Erm, if the drunken sports fans were harassing other men, sometimes tearing at their clothes and groping at their genitals, would guys be saying, "meh, dudes be dudes, whaddaya gonna do?"
I'm always fascinated when anyone proposes segregating the likely victims of assault on the grounds that there are too many assaulters to stop. Of course, they only do that if the expected victims aren't white men.
Re: Wall Street Banks Warn Downturn Is Coming
Date: 2017-08-24 07:16 pm (UTC)So, not recession.
The pattern behind the last recession is definitely different. But that's because we were so heavily leveraged, and the economy so financial. Plus, of course, Brexit. And the fact the economy has been so mismanaged.
Re: Pigs want us to eat them
Date: 2017-08-24 07:17 pm (UTC)Although I'd rather they weren't treated too badly before I do so.
no subject
Date: 2017-08-24 07:59 pm (UTC)They also seem to forget that some of us are part of married couples and we tend to travel together quite a bit.
The point on trans women was also well made and I should know!
no subject
Date: 2017-08-24 08:43 pm (UTC)Re: Pigs want us to eat them
Date: 2017-08-25 09:15 am (UTC)I'm happy to eat them. I respect other people's right to not eat them for whatever reason. I definately don't want them to be badly treated whilst they are alive and they should be slaughtered with the minimum amount of pain and distress possible.

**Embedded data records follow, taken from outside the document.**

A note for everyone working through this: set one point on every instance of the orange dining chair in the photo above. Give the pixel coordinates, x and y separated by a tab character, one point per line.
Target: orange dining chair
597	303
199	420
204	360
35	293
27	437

Re: Wall Street Banks Warn Downturn Is Coming
Date: 2017-08-25 10:09 am (UTC)Re: Wall Street Banks Warn Downturn Is Coming
Date: 2017-08-25 11:52 am (UTC)Which is officially two quarters of negative growth in the UK (and I think most other EU countries) but the US takes a different, broader view and the original definer of recessions, Julius Shiskin, took an even broader view. (Although no one claims to be able to find the original article.)
But views vary from country to country and also vary depending on what you are measuring and who is doing the measuring. The IMF defnition of a world recession appears to include GDP growth below postive 3%.
This is an interesting and short paper on the various definitional difficulties.
https://www.google.co.uk/url?sa=t&rct=j&q=&esrc=s&source=web&cd=5&ved=0ahUKEwizlPr8m_LVAhWECcAKHabzAZIQFghFMAQ&url=https%3A%2F%2Fwww.tcd.ie%2FEconomics%2Fassets%2Fpdf%2FSER%2F2009%2FEmma_O_Donoghue.pdf&usg=AFQjCNFqUMQHYXEREQuvXnCJQtXvJ8aNIw
So, is the UK officially in recession? Not according to its own definition. I would contest that the definition is not helpful or particularly meaningful (and that my contention of this is pretty mainstream and not me being contrary). On a broader definition of recession I would argue that the last decade has been recessionary. We've seen low levels of wage growth, high levels of insecure employement, low GDP per capital growth, lower than trend levels of growth (perhaps, what's trend?), low levels of business investment.
I think the important thing here is that the UK has performed significantly worse economically than was expected. What's the cause of that? Could be the application of austerity fiscal regimes rather than classic Keynesiam stimulous. I rather think there is something else going on, which is linked to the nature of the 2008-9 contraction as a balance sheet recession (in both senses). If I'm right about that then certainly part of the last ten years has been shifting lower economic growth from 2010 and 2011 to the 2012 and subsequent years through monetary policy. Instead of a four years of sharply negative growth we may have bargained to have ten or more years of sluggish growth instead.